In MSKCC-Epi-Bio/gnomeR: Wrangle and analyze IMPACT and TCGA mutation data

knitr::opts_chunk$set(
  collapse = TRUE,
  comment = "#>"
)

set.seed(20230302)

# exit if user doesn't have synapser, a log in, or access to data.
if (genieBPC:::.is_connected_to_genie() == FALSE){
  knitr::knit_exit()
}

library(gnomeR)
library(dplyr)
library(genieBPC)
library(cbioportalR)

Introduction

This vignette will walk through how to apply {gnomeR} functions to data from AACR Project Genomics Evidence Neoplasia Information Exchange BioPharma Collaborative (GENIE BPC). A broad overview of AACR Project GENIE BPC can be found here, with details on the clinical data structure available on the {genieBPC} package website.

For the purposes of this vignette, we will use the first publicly available GENIE BPC data release of non-small cell lung cancer patients, NSCLC v2.0-public.

Note that the GENIE BPC genomic data are unique in a few particular ways:

These data are heterogeneous such that they come from multiple genomic panels from multiple institutions. Gene aliases across panels may vary.
The GENIE BPC fusions and copy number alterations data may differ from common data formats. Differences are described in the Data Formats subsection below.

Data Access

To gain access to the GENIE BPC data, please follow the instructions on the {genieBPC} pull_data_synapse() vignette to register for a Synapse account. Once your Synapse account is created and you authenticate yourself using genieBPC::set_synapse_credentials(), you'll be ready to pull the GENIE BPC clinical and genomic data from Synapse into your local environment:

library(genieBPC)

# if credentials are not stored in your R environment
set_synapse_credentials(username = "username", password = "password")

# if credentials are stored in your R environment
set_synapse_credentials()

Obtain GENIE BPC Data

# pull NSCLC v2.0-public data from Synapse into the R environment
nsclc_2_0 = pull_data_synapse(cohort = "NSCLC",
                              version = "v2.0-public")
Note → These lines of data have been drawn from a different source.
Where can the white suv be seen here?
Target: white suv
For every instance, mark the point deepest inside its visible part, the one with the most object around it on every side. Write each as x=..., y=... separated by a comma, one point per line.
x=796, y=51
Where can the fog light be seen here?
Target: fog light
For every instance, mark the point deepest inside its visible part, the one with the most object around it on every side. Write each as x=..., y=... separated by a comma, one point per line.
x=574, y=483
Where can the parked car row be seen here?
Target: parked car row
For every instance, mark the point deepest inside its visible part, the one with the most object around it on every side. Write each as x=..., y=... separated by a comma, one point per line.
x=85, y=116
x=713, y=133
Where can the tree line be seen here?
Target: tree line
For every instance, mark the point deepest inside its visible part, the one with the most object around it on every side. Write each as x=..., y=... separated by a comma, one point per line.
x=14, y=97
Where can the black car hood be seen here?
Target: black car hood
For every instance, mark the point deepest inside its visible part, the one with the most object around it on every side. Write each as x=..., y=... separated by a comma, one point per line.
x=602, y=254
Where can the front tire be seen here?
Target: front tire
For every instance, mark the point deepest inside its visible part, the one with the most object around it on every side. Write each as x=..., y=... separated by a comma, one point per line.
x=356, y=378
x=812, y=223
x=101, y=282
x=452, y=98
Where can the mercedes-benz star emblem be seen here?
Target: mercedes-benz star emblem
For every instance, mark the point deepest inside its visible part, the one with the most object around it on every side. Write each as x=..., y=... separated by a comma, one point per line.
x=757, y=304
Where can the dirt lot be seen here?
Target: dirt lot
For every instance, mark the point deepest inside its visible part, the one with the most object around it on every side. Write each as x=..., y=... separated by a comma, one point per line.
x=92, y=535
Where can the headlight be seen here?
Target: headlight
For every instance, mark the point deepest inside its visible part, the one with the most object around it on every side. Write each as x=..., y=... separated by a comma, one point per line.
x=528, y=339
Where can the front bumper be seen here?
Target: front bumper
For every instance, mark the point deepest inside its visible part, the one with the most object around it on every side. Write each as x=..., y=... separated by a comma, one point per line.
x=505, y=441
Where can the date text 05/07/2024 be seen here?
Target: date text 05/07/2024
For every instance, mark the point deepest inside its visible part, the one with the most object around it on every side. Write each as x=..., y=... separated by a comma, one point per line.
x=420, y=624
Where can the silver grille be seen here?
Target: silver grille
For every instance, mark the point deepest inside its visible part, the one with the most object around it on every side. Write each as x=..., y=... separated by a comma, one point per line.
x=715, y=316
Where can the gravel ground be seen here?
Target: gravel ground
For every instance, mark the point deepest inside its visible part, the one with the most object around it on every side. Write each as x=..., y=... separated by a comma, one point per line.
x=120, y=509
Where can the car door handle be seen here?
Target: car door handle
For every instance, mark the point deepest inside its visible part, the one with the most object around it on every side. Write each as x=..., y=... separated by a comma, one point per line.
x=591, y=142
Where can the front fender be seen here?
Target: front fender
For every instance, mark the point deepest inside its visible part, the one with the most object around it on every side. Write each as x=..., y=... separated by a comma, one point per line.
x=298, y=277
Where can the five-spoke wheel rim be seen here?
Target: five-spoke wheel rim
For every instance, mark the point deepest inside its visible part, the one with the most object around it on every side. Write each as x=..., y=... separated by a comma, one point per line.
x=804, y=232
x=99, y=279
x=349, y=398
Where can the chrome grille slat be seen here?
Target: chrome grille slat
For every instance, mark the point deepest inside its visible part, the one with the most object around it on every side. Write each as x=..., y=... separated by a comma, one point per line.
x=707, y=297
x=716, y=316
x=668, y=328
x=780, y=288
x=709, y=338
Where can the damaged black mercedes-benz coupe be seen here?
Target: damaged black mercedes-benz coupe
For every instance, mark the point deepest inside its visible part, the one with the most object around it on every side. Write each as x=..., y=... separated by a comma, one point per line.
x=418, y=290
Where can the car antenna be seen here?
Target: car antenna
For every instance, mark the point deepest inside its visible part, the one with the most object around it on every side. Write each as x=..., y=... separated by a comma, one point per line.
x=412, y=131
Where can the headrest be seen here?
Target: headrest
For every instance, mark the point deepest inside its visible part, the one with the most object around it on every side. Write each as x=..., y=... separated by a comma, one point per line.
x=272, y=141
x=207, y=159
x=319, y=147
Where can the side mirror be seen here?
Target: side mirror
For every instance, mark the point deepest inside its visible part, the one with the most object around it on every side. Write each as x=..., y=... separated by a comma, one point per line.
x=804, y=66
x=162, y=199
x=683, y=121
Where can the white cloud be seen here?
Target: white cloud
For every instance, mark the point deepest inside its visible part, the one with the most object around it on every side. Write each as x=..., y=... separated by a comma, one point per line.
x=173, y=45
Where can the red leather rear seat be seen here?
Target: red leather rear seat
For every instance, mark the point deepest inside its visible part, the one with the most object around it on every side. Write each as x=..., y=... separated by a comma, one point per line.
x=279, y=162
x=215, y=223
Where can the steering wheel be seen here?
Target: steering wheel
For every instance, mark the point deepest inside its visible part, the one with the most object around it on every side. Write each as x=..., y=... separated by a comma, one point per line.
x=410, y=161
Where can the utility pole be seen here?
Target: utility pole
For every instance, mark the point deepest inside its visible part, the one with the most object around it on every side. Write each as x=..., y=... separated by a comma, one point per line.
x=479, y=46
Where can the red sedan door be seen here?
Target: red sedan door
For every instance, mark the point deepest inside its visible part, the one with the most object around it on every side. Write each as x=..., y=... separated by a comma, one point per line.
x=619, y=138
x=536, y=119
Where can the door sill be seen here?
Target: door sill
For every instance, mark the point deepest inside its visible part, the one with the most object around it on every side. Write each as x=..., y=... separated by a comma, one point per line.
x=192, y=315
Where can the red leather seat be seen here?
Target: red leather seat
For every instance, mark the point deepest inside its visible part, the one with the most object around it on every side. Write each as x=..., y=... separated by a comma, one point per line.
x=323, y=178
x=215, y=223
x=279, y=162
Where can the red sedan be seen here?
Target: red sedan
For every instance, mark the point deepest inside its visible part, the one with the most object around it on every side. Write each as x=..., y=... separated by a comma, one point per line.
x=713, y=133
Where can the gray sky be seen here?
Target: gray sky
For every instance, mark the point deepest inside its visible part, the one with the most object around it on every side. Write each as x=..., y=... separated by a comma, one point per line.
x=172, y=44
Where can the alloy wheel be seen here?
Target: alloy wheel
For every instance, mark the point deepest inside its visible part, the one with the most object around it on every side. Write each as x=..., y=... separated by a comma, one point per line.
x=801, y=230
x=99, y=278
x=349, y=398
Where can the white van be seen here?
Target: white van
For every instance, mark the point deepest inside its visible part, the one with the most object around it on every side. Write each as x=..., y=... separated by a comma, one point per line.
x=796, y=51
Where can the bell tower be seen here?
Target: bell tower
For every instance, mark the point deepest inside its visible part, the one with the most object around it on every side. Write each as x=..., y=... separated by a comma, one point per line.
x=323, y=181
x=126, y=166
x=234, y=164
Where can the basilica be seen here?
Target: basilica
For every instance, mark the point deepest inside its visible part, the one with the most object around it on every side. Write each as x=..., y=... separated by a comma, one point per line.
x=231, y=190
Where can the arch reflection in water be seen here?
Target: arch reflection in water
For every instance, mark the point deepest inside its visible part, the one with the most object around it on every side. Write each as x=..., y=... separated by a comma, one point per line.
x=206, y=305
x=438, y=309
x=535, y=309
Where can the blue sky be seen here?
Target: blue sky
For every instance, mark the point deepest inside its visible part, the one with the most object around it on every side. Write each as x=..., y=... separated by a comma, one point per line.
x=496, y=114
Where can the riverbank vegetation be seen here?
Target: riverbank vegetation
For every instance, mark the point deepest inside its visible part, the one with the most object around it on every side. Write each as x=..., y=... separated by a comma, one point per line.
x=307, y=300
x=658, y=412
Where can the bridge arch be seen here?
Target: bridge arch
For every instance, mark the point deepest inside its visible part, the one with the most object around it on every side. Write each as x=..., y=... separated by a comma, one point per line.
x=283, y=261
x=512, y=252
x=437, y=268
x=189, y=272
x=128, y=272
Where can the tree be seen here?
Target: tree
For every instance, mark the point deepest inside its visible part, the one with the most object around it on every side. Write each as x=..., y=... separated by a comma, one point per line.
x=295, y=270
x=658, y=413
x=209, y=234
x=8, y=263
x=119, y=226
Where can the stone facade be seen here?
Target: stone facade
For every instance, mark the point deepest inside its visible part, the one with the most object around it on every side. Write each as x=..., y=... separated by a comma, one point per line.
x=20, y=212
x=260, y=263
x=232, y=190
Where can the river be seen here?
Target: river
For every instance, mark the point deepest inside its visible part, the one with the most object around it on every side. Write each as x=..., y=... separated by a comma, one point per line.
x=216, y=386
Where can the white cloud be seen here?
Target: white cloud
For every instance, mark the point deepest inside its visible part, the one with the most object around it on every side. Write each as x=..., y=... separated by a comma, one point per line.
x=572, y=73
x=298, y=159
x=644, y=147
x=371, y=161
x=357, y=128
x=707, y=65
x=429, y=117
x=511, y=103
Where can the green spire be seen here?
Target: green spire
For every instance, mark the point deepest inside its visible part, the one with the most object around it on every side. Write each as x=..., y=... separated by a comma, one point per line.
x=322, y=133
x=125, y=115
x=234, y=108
The resulting nsclc_2_0 object is a nested list of datasets, including the mutations, fusions, and copy number data.

nsclc_2_0$NSCLC_v2.0$mutations_extended
nsclc_2_0$NSCLC_v2.0$fusions
nsclc_2_0$NSCLC_v2.0$cna

Note that while the GENIE BPC clinical data are only available via Synapse, the genomic data can be accessed via both Synapse and cBioPortal. Using the {cbioportalR} package, users can pull the GENIE BPC genomic data directly from cBioPortal:

library(cbioportalR)

# connect to the GENIE instance of cBioPortal
cbioportalR::set_cbioportal_db("https://genie.cbioportal.org/api")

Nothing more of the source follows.